Journal of NeuroEngineering and Rehabilitation, 2018 · DOI: https://doi.org/10.1186/s12984-018-0358-y · Published: February 19, 2018
This study looked at how well wearable sensors measure physical activity in people with stroke and incomplete spinal cord injury (iSCI). It checked if the standard calculations used by these sensors work accurately for these individuals, comparing the sensor data to gold standard measures. The study also examined whether the location of the sensor on the body, the type of sensor, and the kind of activity being done affect how accurate the measurements are. The goal was to see if these factors influence the reliability of physical activity readings from wearable sensors in people with neurological conditions. The findings suggest that sensor location, type, and activity characteristics, along with the specific condition of the person, all play a role in how accurately wearable sensors measure physical activity. Using customized calculations that consider these factors could improve the accuracy of these measurements in people with stroke and iSCI.

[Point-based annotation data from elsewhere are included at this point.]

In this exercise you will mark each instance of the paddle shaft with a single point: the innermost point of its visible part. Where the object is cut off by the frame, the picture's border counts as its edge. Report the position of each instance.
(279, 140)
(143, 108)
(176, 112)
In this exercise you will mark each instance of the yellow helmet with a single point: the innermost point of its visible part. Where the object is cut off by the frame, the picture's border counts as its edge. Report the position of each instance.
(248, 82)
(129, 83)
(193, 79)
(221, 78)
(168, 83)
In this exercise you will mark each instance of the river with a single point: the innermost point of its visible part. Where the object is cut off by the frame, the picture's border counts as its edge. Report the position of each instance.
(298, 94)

Implementing advanced techniques like machine learning and data fusion to create customized population-specific algorithms to estimate physical activity metrics in individuals with neurologic impairments has the potential to improve reliability and accuracy.
Comprehensive validations including all outcome metrics (EE, MET and step counts) at different activity intensity level is recommended for validation of wearable sensors used in rehabilitation.
Highlights the need to practice cautious decision making while choosing wearable sensor types and mounting locations for activity measurement in neurologic rehabilitation.